Twenty-year-old Caiden Stachowicz of Menasha is headed to prison for seven years after admitting he set a fire outside U.S. Rep. Glenn Grothman’s Fond du Lac district office, a political protest that turned into a felony arson case.
The early-morning blaze on Jan. 19, 2025, scorched the exterior of the strip-mall office but did not injure anyone. Prosecutors say Stachowicz was angry over Grothman’s vote in favor of legislation tied to forcing a federal sale of TikTok and targeted the office because of that stance.
Fond du Lac County Circuit Judge Tricia Walker handed down the sentence Thursday, ordering seven years of initial confinement and seven years of extended supervision, along with more than $17,000 in restitution and a no-contact order with Grothman, according to court records. Stachowicz had pleaded no contest in November, and prosecutors agreed to dismiss separate burglary and property-damage counts as part of the deal. The plea and sentence were reported by AP News.

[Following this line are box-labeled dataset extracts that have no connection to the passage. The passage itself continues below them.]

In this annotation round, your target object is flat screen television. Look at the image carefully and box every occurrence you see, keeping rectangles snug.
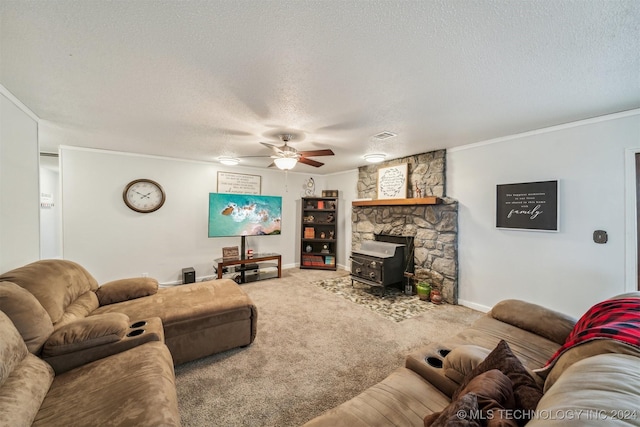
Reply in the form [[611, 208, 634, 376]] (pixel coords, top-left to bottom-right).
[[209, 193, 282, 237]]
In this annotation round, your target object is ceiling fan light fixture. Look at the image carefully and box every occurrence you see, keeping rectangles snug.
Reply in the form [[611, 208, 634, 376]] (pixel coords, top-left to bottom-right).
[[218, 156, 240, 166], [273, 157, 298, 171], [364, 153, 387, 163]]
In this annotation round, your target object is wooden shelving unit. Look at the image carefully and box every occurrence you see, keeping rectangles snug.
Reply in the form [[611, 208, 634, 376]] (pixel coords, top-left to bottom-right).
[[300, 197, 338, 270], [351, 196, 442, 206]]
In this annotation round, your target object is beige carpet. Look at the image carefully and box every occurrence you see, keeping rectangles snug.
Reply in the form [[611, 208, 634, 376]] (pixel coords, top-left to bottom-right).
[[176, 269, 481, 426], [312, 276, 436, 322]]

Details of the crime, laid out in a criminal complaint filed in January and included in court records, describe a calculated trip that started at a Menasha Kwik Trip, where Stachowicz told officers he bought gasoline and matches. He said he tried to break a window at Grothman’s office but failed, then poured gas on an electrical box and along the side of the building before striking a match.
According to the complaint, he told investigators he chose the office because Grothman voted "yes" on the TikTok sale and declared that "peace isn't an option anymore," adding that he "wished the whole building would have burned down." Those statements are documented in the criminal complaint.
Police and firefighters were called to the Peters Avenue office, just north of Scott Street, around 1 a.m. Officials say they found Stachowicz nearby and quickly knocked down the flames before they could spread inside. Grothman later told reporters he was baffled that the suspect had not tried a more conventional route to air his grievance first.
"I think it's unusual he never called us first. His first way to send a message to his congressman was to light the building on fire," Grothman said, according to FOX6 Milwaukee.
Grothman had voted in April 2024 for a bill that would have required ByteDance, TikTok’s China-based owner, to sell its U.S. operations by a Jan. 19, 2025, deadline, a date that lined up with the timing of the fire and Stachowicz’s stated motive. TikTok later negotiated a deal to spin off an American-run version of the platform, keeping the app at the center of a national political and cultural fight. That broader policy backdrop was outlined by AP News.
Legal Details And Next Steps
Before entering his no-contest plea, Stachowicz initially pleaded not guilty by reason of mental disease or defect, prompting the court to order a psychiatric evaluation, according to prosecutors. The original complaint charged him with arson, making terrorist threats, attempted burglary and criminal damage. Under the plea agreement, several counts were resolved, but the no-contest plea is treated as an admission for sentencing purposes, according to court filings and subsequent reporting.
Those filings are included in the court record, and local coverage of the sentence was reported by FOX6 Milwaukee.
Fond du Lac County District Attorney Eric Toney said prosecutors hope the punishment sends a clear message that political anger does not excuse violence and that attacks on public offices will be met with serious consequences. He noted the case was investigated by the City of Fond du Lac Police Department with help from the Wisconsin Division of Criminal Investigation. That statement, along with additional local reporting on the sentence, was summarized by WBAY.